CINE
Actriz y directora, Jodie Foster cumple ambos roles en La doble vida de Walter, donde le pone el cuerpo a la esposa intransigente del bajoneado Mel Gibson.
› Por Moira Soto
“Ni somos de la misma religión ni tenemos las mismas ideas políticas, pero nos queremos y podemos conversar horas por teléfono de cosas de la vida”, se defendió Jodie Foster en el reciente Festival de Cannes frente a algunos periodistas que se manifestaron extrañados porque la bella de rasgos afilados que habla perfecto francés, hubiese convocado al reaccionario Mel Gibson para interpretar el rol protagónico de La doble vida de Walter (cuyo estreno local está anunciado para el próximo jueves 16). Se trata de la tercera película que conduce Foster, sobre un guión de Kyle Killen que, en principio, estaba destinado a otro director y a otro actor. Es decir, iba a ser la típica comedia comercial con un toque moralista actuada por Steve Carrell, pero por suerte el proyecto cayó en manos de Jodie, quien en sus films anteriores –Mentes que brillan (1991) y Feriados en familia (1995)– había evidenciado su interés por el lado oscuro de la familia norteamericana, su inclinación por los personajes marcados por una diferencia que no les permite encajar en lo que se considera la normalidad.

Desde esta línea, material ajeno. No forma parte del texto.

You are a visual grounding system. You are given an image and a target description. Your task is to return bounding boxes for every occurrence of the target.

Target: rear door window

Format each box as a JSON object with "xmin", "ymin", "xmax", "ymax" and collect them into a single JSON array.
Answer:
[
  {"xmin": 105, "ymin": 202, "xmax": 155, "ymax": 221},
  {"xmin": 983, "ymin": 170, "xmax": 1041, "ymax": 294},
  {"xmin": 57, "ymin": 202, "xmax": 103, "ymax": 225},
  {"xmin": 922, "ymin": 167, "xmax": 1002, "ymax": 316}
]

Así fue que JF se hizo cargo de ese script programado para divertir y lo transformó en otra cosa, racionando los pasos de comedia y tomándose bastante en serio las peripecias del empresario hundido en el desánimo que encuentra una salida desdoblándose en una marioneta de peluche con forma de castor. Un bicho con aspecto de mal terminado, no del todo simpático, casi de tamaño natural que –como otras marionetas que en el cine han sido, desde Al caer la noche (1945) a Magia (1978)– toma posesión del titiritero de turno, creándose una compleja interdependencia. A Foster le pareció muy sugestiva la idea de que el muñeco que se va adueñando del empresario como vocero de sus pulsiones ocultas, de su otro yo, fuera un castor, ese animalito hiperactivo, el más inteligente de los roedores, que construye diques en ríos y arroyos. Y que en La doble vida... deviene escudo y pararrayos del protagonista en un juego más perturbador que cómico.

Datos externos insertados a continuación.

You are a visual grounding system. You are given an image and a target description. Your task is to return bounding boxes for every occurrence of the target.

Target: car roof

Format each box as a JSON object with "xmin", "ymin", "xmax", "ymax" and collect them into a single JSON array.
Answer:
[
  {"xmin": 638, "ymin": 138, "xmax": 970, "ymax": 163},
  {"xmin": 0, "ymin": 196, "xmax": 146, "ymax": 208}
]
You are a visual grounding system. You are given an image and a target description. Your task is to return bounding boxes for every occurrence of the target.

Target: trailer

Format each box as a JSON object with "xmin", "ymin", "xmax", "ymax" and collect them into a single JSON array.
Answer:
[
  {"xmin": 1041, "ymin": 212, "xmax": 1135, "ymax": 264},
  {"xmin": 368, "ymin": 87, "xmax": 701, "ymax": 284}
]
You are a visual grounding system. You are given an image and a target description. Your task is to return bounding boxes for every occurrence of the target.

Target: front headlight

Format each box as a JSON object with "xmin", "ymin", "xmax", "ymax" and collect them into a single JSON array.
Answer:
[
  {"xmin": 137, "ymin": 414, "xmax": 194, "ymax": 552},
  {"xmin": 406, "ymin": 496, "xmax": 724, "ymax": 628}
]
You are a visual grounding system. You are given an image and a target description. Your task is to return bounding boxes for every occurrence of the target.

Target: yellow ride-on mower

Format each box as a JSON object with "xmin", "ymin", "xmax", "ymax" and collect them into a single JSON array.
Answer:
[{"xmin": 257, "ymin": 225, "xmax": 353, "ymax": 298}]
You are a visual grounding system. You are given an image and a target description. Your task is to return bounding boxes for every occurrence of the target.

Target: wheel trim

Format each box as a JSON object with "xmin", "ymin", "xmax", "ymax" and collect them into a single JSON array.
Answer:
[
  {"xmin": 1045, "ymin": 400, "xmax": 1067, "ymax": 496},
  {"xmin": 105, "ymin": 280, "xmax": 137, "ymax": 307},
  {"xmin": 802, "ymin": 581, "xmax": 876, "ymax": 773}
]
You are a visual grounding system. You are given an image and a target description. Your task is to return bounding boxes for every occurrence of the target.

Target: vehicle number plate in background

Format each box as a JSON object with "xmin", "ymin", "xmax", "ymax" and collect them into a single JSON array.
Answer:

El tal Walter Blanck, tan venido a menos cuando comienza el film, supo ser un empresario floreciente, justamente en el rubro juguetes. Presa de la depresión, más tirado que perejil en día de verano, es echado de su casa por su intolerante esposa Meredith (la propia Jodie Foster) que no se banca su abulia, aunque alega que lo hace en defensa de los hijos. En un cuarto de hotel, en estado cuasi vegetativo, Walter coquetea con la posibilidad del suicidio, pero solo es capaz de moverse en pos de alcohol. Y ahí es cuando salva de la basura al roedor, mete su mano izquierda en el hueco del cuerpo del muñeco, y las cosas empiezan a darse vuelta. Walter encuentra un canal de expresión, la extensión animal de su brazo le permite despertar –con acento australiano, un guiño simpático– un alter ego fuerte que recupera su familia, su lugar en el mundo de los negocios. Entonces, les hace creer a todos que está haciendo un experimento terapéutico para justificar que el bicho sea tan parlanchín... Y se le cree en su entorno, porque Gibson realiza una notable composición.

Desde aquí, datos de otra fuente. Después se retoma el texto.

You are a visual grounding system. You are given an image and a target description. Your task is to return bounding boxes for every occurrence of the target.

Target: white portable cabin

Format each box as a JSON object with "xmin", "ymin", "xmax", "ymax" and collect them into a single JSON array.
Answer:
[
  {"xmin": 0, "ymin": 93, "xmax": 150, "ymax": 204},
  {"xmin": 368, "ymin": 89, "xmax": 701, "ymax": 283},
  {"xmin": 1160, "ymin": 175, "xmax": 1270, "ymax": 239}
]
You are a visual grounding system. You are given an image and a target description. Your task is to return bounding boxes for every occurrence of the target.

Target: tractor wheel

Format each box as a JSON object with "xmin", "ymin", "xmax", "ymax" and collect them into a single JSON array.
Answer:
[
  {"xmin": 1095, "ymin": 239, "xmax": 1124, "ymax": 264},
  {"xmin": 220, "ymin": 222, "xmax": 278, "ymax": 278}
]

Jodie Foster se negó a la facilidad efectista de que el muñeco en cuestión moviera los ojos o la boca, hablara mediante efectos digitales. En cambio, el castor, como expresión de los deseos profundos del inconsciente, genera incomodidad, sobre todo cuando se trata de elegir entre el animal o la familia... Una familia cuyos integrantes traen su propia problemática, por cierto, empezando por el hijo adolescente que no quiere parecerse al padre, que intenta también alejar de su madre.
Foster cuenta que, en ocasiones, Mel Gibson –cuando ya había terminado una escena– seguía improvisando con el títere en su mano de manera tan cómica que a ella le costó dejar esos fragmentos en la sala de montaje. Pero el objetivo no era conformar al público, como queda demostrado en la inquietante secuencia en que Walter y Meredith finalmente vuelven a hacer el amor, con el castor en las inmediaciones. Al igual que su ¿dueño? luego del orgasmo, el bicho retoma el aliento y luego ambos respiran al unísono, una situación entre lo bizarro y lo fantástico, la marca ambigua en el orillo que lleva esta comedia puesta en escena con apropiada simplicidad.